İnkar ve asimile edilen Kürtlerin ve Alevilerin ortak mücadele zeminiyiz
Biz ortak mücadele zeminiyiz. Biz, yüzyıl boyunca inkar edilen, asimile edilen, reddedilen, Kürtlerin ve Alevilerin, diğer etnik ve inanç gruplarının, emekçilerin ortak mücadele zeminiyiz. Biz, demokrasi talebi olan bütün toplulukların eviyiz. Biz, sadece Kürt değiliz; sadece Kürt coğrafyasındaki sorunları gündemine alan, diğerine gözünü kapatan, müdahale etmeyen, yüreğinde hissetmeyen bir parti değiliz. Nasıl ki Kürtler 100 yıldır inkar ediliyor, reddediliyor, asimile ediliyor; aynı şeyi Aleviler de yaşıyor. Hepimizin yaşadığı bu sorunlar karşısında ortak mücadele etmeyişimiz bu inkarı, bu reddi, bu asimilasyonu giderek büyütüyor, yıllara yayıyor. Dolayısıyla ortak mücadele zemininin ne kadar anlamlı ve önemli olduğunu anlatmaya gerek yok.

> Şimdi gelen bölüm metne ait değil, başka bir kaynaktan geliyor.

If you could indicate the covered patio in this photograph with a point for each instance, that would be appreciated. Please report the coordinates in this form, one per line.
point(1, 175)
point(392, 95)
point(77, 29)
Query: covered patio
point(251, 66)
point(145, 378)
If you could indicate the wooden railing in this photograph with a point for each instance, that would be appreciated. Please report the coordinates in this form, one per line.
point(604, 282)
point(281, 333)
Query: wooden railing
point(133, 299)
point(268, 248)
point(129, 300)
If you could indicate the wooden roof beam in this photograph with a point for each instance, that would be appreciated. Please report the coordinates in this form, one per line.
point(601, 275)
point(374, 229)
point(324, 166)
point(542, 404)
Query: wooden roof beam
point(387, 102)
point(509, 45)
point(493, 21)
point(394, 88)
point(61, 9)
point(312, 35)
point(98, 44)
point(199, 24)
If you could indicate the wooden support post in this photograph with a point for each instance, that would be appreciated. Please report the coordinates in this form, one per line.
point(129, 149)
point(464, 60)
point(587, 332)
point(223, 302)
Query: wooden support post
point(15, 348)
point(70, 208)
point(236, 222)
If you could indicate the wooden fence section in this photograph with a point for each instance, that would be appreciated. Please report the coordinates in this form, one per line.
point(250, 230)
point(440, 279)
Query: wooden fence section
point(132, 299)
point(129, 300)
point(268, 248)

Gerçekleşmesi halinde Alevilerin de eşit yurttaşlık haklarının tanınacağı bir süreçteyiz
Bu süreç sadece Kürt’ü gündemine alan, Kürt’ün hakkını tartışan bir süreç değil. Biz eşit yurttaşlık derken, sadece Kürtlere eşit yurttaşlık demiyoruz. Sayın Öcalan’ın da son iki görüşmede en çok üzerinde durduğu mesele eşit yurttaşlıktır. Sayın Öcalan, “Kürt’e eşit yurttaşlık ama Aleviler reddedilsin” demiyor. “Ezilenler ve emekçiler alın terinin hakkını almasın” demiyor. “Kürt’e eşit haklar ama kadınlar katledilsin, demokrasiyi arayanlar cezaevine gönderilsin” demiyor. Onun için Alevi canların bu sürece sahip çıkması önemlidir.

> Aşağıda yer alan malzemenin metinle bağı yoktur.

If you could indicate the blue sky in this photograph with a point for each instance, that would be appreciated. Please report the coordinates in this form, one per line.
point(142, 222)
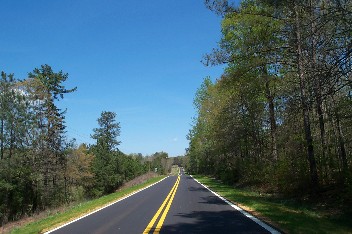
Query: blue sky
point(140, 59)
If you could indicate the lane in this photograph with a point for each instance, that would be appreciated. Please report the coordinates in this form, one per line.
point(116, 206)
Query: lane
point(175, 205)
point(196, 210)
point(131, 215)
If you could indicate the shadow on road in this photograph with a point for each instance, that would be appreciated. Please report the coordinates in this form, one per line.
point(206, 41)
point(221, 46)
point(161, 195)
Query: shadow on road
point(212, 222)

Tartışılan sadece Kürtler olmadığı için, eşit yurttaşlığın gerçekleşmesi halinde Alevilerin de eşit yurttaşlık hakları tanınacaktır. Bu nedenle Alevi yurttaşlarımızın bu sürece aktif şekilde katılması gerekiyor. Yazılanlar, çizilenler, yorumlar gerçeği yansıtmıyor.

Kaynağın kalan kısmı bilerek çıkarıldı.